Yine, siz de dediniz ki: "Önümüzdeki yıllarda enerjiden, mazottan, petrolden daha önemli şey gıda olacak dünya için." Doğru yani bizim de Türkiye'nin en önemli üretimi de gıda üzerine yani buğday, mısır, pamuk, ayçiçeği, bunların hepsi Türkiye'nin topraklarında üretilebilecek, Türkiye'nin, Türk çiftçisinin üretebileceği meyve sebzeler. Yine narenciye, efendim bunun yanı sıra üzüm, kayısı gibi önemli ürünler yine Karadeniz Bölgesi'nde çay, fındık gibi önemli ürünler, bunların hepsini bizim çiftçimiz üretebilecek durumda. Yeter ki bunun planlamasını iyi yapalım, yeter ki bunların desteklerini iyi ayarlayalım ve çiftçimizi üretmeye teşvik edelim. Ben inanıyorum ki Türkiye bu manada her türlü engeli aşabilecek durumda.

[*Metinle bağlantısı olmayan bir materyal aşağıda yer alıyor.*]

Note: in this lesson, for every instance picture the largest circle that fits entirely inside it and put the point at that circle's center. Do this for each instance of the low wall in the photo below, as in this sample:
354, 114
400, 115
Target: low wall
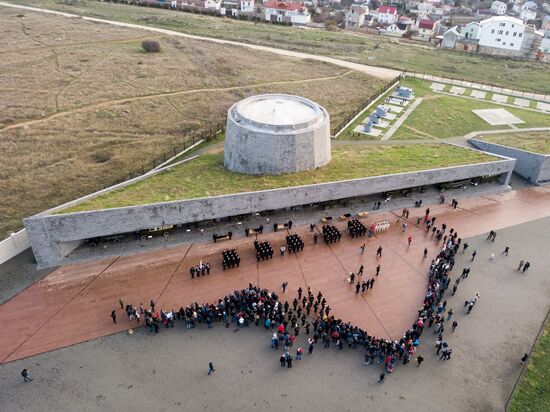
48, 233
533, 166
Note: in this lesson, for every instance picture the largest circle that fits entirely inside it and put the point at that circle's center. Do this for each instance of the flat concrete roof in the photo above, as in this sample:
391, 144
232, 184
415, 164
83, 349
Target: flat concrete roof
279, 110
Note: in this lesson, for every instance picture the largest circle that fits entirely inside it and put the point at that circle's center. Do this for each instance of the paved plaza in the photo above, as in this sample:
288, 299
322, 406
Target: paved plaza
168, 371
74, 301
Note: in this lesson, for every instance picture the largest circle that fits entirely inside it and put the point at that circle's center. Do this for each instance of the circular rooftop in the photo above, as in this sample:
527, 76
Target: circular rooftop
276, 133
278, 112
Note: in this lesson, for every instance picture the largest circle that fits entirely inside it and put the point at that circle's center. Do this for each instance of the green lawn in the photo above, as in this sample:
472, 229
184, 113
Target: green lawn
206, 176
533, 391
368, 49
440, 116
538, 142
349, 134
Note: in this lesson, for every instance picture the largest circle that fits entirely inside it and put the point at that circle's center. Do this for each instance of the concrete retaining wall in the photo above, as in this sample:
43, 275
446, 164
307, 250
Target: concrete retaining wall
12, 246
532, 166
50, 233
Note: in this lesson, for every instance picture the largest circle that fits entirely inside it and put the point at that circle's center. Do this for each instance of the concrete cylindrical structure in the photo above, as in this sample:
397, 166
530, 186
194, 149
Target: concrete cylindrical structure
276, 133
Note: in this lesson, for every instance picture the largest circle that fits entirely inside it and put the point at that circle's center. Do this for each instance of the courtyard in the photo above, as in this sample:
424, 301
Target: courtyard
145, 371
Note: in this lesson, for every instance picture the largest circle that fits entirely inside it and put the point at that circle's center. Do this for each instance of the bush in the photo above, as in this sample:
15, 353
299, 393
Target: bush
150, 46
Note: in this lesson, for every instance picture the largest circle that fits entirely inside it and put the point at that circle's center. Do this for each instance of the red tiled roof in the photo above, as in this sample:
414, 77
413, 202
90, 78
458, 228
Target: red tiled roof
387, 9
426, 24
284, 5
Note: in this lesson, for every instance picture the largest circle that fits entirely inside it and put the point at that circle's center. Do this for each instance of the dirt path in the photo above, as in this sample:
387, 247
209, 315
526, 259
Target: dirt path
382, 73
168, 94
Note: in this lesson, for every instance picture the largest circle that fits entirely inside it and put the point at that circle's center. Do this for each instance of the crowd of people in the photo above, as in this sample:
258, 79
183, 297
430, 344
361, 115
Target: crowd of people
356, 228
331, 234
263, 250
230, 259
294, 243
200, 270
310, 314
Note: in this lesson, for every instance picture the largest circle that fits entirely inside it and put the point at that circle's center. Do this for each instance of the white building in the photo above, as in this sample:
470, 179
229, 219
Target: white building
499, 8
545, 44
530, 5
527, 14
387, 14
501, 32
471, 30
247, 6
355, 17
283, 11
212, 4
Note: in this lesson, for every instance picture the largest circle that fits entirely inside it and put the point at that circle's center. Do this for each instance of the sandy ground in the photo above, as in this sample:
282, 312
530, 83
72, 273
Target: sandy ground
380, 72
19, 273
168, 371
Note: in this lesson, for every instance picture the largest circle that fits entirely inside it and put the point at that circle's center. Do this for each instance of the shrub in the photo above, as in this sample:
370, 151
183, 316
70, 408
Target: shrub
150, 46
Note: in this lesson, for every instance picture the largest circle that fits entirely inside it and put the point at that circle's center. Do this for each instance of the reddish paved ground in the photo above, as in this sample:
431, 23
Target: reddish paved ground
73, 303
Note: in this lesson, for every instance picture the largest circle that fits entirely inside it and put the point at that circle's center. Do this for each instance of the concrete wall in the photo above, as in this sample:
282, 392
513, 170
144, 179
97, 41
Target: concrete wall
47, 231
532, 166
12, 246
257, 148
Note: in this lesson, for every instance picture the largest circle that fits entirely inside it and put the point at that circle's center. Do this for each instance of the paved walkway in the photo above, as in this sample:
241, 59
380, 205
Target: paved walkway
73, 303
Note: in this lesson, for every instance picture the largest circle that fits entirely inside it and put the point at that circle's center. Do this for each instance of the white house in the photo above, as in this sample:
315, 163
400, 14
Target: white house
499, 8
425, 27
529, 5
212, 4
280, 11
501, 32
545, 44
355, 17
246, 6
527, 14
387, 14
471, 30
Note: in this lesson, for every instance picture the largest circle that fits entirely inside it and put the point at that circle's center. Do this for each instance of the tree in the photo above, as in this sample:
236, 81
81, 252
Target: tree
150, 46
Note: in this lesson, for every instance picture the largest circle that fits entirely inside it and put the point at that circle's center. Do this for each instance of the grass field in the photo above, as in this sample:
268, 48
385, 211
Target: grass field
533, 391
441, 116
368, 49
83, 105
206, 175
538, 142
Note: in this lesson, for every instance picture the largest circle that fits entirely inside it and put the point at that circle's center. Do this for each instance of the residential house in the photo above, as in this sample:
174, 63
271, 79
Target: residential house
355, 17
505, 35
230, 8
471, 30
246, 6
212, 4
527, 15
499, 35
545, 44
387, 14
286, 11
499, 8
425, 27
530, 5
451, 38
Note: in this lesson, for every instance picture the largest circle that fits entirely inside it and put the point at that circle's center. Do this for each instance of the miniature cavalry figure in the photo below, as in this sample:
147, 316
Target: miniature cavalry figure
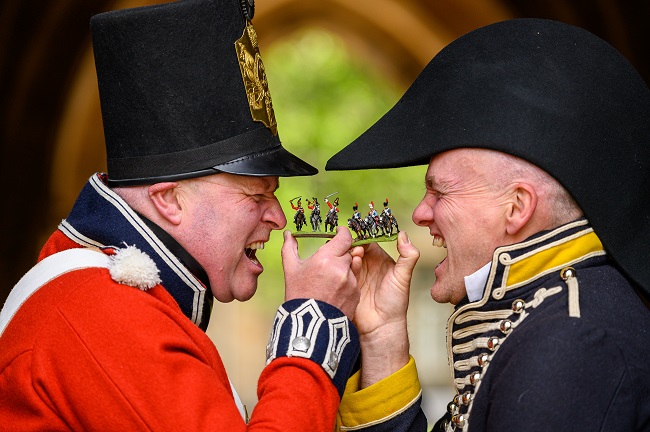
373, 213
332, 218
387, 220
356, 223
299, 217
314, 218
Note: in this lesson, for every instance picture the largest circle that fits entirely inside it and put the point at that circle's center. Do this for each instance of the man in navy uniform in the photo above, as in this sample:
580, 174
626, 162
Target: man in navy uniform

Yine 2/B arazileriyle alakalı Çukurova'da bir belirsizlik var.

BAŞKAN - Sayın Varlı, lütfen son cümlelerinizi alayım.

MUHARREM VARLI (Adana) - Son cümleyi tamamlıyorum Sayın Başkan.

Bu araziler satılacak mı, satılmayacak mı? Büyükşehir Yasası çıktıktan sonra bu arazilerle ilgili bir düzenleme yapılacak mı, yapılmayacak mı? Sayın Bakan, bunlar çok önemli.

Bir ikincisi rayiç bedeli çok yüksek tutuyorlar yani bu bedellerle çiftçilerin bu arazileri alması mümkün değil. Bu arazileri Sayın Cumhurbaşkanın bahsettiği gibi faiz lobileri alır, o zaman da Allah esirgesin kötü sonuçlar ortaya çıkar. Lütfen bu konuda da özellikle rayiç bedeller konusunda bürokratları gönderirken ziraat odalarına, efendim, tarımla alakalı, tarımı destekleyen kurumlardan fikir almalarını ve ona göre rayiç bedel belirlemelerini istirham ediyorum.

Teşekkür ediyorum, sağ olun.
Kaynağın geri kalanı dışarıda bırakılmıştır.